What is observational design?
-Is the plan for how an observation is carried out.
What observational design decide?
-Decides who or what is observed, where and how data is recorded.
What does observational design include?
-Whether the observation is structured or unstructured, which behaviours are recorded (behavioural categories), and how participants are chosen (sampling procedures).
What is unstructured observation?
-Involves recording everything the researcher sees without pre-set categories.
-Produces detailed, rich descriptions of behaviour and is best used in small-scale studies or when the behaviours of interest are not yet clear.
What is a structured observation?
-Simplifies the behaviours, ,asking them easier to record
-They use pre-defined behaviours and sampling methods, allowing the researcher to count or measure actions systematically.
What are behavioural categories?
-To produce a structured record of what a researcher sees or hears, they have to break the target behaviour up into a group of behavioural categories sometimes referred to as a behaviour checklist.
-For instance, ‘affection’ may be broken down into observational categories such as hugging, kissing, holding hands, etc.
-Each of these behaviours MUST be observable as in there should be no need for inferences to be made.
-Two observers might interpret this differently and thus it would not be a reliable category.
Why are using categories beneficial?
-Provides clear focus for researcher
-Enables the proposal of a testable hypothesis as categories allow for more objective/scientific data recording
-Provide data that is easier to quantify/analyse, it can also result im higher rates of reliability
What are the sampling procedures?
-Event Sampling
-Time Sampling
What is event sampling?
-Involves counting the number of times a particular behaviour (the ‘event’) occurs in a target individual or group.
-EXAMPLE: event sampling of dissent at a football match would mean counting the number of times players disagree with the referee.
What is time sampling?
-Involves recording behaviour within a pre-established time frame
-EXAMPLE: In a particular football match we may only be interested in one specific player so we may make a note (using a behavioural checklist) of what our target individual is doing every 30 seconds.
Strengths of Event Sampling
-Captures all instances of the target behaviour, so nothing is missed.
-Useful for rare behaviours that might be missed with time sampling.

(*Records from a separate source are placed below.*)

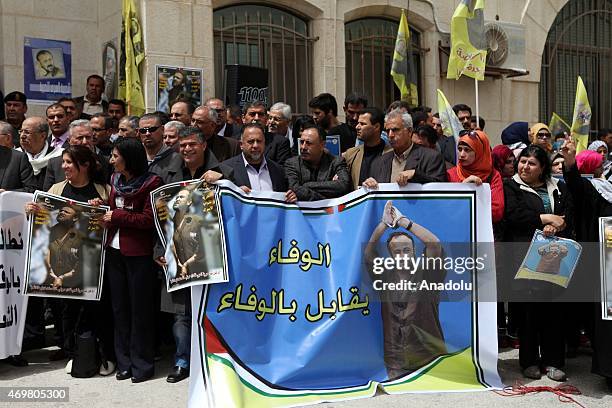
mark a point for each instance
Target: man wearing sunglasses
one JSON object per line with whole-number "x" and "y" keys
{"x": 58, "y": 121}
{"x": 223, "y": 128}
{"x": 151, "y": 134}
{"x": 408, "y": 162}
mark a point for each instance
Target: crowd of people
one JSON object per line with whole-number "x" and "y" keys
{"x": 90, "y": 150}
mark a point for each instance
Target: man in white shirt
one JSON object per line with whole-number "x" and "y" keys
{"x": 279, "y": 122}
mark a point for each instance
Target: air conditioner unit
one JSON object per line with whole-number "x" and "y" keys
{"x": 505, "y": 46}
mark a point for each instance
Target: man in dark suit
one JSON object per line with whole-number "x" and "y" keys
{"x": 223, "y": 148}
{"x": 80, "y": 134}
{"x": 15, "y": 169}
{"x": 277, "y": 146}
{"x": 252, "y": 171}
{"x": 408, "y": 162}
{"x": 92, "y": 102}
{"x": 223, "y": 128}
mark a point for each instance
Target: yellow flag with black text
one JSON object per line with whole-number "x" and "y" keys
{"x": 402, "y": 69}
{"x": 581, "y": 122}
{"x": 468, "y": 53}
{"x": 132, "y": 55}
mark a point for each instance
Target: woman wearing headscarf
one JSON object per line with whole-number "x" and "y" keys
{"x": 601, "y": 147}
{"x": 541, "y": 136}
{"x": 536, "y": 201}
{"x": 593, "y": 200}
{"x": 129, "y": 260}
{"x": 475, "y": 165}
{"x": 503, "y": 161}
{"x": 516, "y": 137}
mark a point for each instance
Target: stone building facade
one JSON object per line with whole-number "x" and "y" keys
{"x": 182, "y": 32}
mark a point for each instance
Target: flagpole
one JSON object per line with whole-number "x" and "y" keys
{"x": 477, "y": 105}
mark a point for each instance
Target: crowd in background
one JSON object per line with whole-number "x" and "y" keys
{"x": 88, "y": 149}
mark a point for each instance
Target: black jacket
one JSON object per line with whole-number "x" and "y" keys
{"x": 317, "y": 184}
{"x": 277, "y": 148}
{"x": 277, "y": 174}
{"x": 427, "y": 164}
{"x": 55, "y": 173}
{"x": 15, "y": 171}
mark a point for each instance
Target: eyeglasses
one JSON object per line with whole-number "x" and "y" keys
{"x": 152, "y": 129}
{"x": 472, "y": 134}
{"x": 544, "y": 135}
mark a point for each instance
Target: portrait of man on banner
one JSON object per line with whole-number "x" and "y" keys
{"x": 69, "y": 238}
{"x": 188, "y": 223}
{"x": 49, "y": 63}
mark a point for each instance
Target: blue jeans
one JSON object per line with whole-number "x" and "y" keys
{"x": 182, "y": 337}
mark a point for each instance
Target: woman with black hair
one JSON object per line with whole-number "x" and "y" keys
{"x": 534, "y": 200}
{"x": 129, "y": 260}
{"x": 81, "y": 168}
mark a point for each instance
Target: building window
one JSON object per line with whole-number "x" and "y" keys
{"x": 579, "y": 43}
{"x": 270, "y": 38}
{"x": 369, "y": 52}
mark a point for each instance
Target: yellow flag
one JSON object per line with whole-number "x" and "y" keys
{"x": 402, "y": 69}
{"x": 451, "y": 126}
{"x": 468, "y": 42}
{"x": 581, "y": 122}
{"x": 132, "y": 54}
{"x": 558, "y": 126}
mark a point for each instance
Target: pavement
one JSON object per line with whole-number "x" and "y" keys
{"x": 103, "y": 392}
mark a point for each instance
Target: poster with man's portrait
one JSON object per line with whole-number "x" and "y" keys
{"x": 65, "y": 252}
{"x": 605, "y": 243}
{"x": 550, "y": 259}
{"x": 173, "y": 83}
{"x": 47, "y": 66}
{"x": 109, "y": 69}
{"x": 187, "y": 217}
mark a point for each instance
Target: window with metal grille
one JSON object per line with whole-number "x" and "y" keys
{"x": 270, "y": 38}
{"x": 579, "y": 43}
{"x": 369, "y": 53}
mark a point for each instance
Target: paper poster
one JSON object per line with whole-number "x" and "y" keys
{"x": 550, "y": 259}
{"x": 174, "y": 83}
{"x": 188, "y": 223}
{"x": 65, "y": 251}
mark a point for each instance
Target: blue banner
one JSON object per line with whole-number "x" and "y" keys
{"x": 319, "y": 307}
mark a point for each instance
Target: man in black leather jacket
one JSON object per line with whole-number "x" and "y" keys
{"x": 316, "y": 174}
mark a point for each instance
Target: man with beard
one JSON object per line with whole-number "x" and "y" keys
{"x": 354, "y": 104}
{"x": 63, "y": 258}
{"x": 58, "y": 121}
{"x": 181, "y": 110}
{"x": 46, "y": 68}
{"x": 151, "y": 134}
{"x": 16, "y": 107}
{"x": 359, "y": 159}
{"x": 223, "y": 148}
{"x": 198, "y": 162}
{"x": 277, "y": 147}
{"x": 80, "y": 134}
{"x": 33, "y": 139}
{"x": 324, "y": 109}
{"x": 279, "y": 122}
{"x": 223, "y": 128}
{"x": 252, "y": 171}
{"x": 316, "y": 174}
{"x": 92, "y": 102}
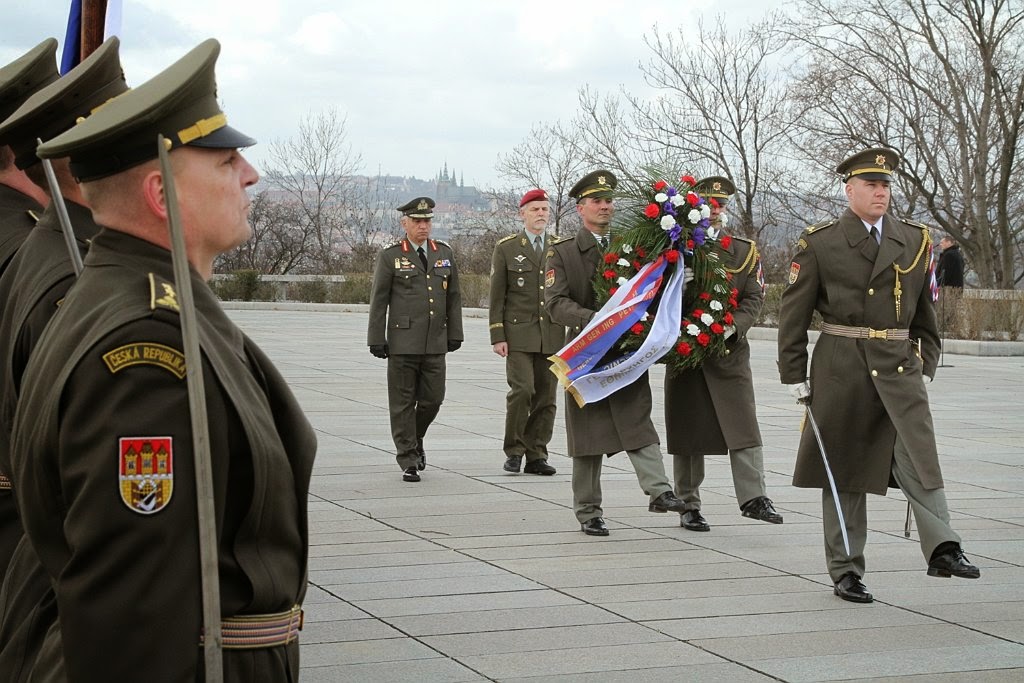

-Produces quantitative data for analysis
Weaknesses of Event Sampling
-Can be overwhelming if the behaviour happens very frequently
-Observer may miss details if multiple behaviours occur at once
-Can be subjective if the behaviour isn’t clearly defined
Strengths of TIME SAMPLING
-Makes observing complex or long behaviours manageable
-Allows systematic and consistent recording, reducing observer bias
-Can produce quantitative data that’s easy to compare and analyse
Weaknesses of TIME SAMPLING
-May miss behaviours that happen between intervals
-Can underestimate frequency of rare behaviours
-Less detailed than continuous recording; contextually be lost
What is recommended to researchers about observational studies and why?
-It is recommended that researchers DO NOT conduct observational studies alone.
-This is because single observers may miss important details or may only notice events that confirm their opinions or hypothesis.
-This introduces bias into the research process.
What can you do to make data recording more objective and unbiased?
-Observations should be carried out by at least two researchers.
-Pairs of observers need to be consistent in the judgments and any data they record should be the same or very similar.
-As such observers must be trained to establish inter-observer reliability.
How does inter-observer relatability work?
-Observers learn the behavioural categories.
-They watch the same behaviour at the same time (often in a small study practice)
-Observers compare their notes and discuss differences.
-They analyse the study data.
-Reliability is measured by checking how similar the observers’ recordings are.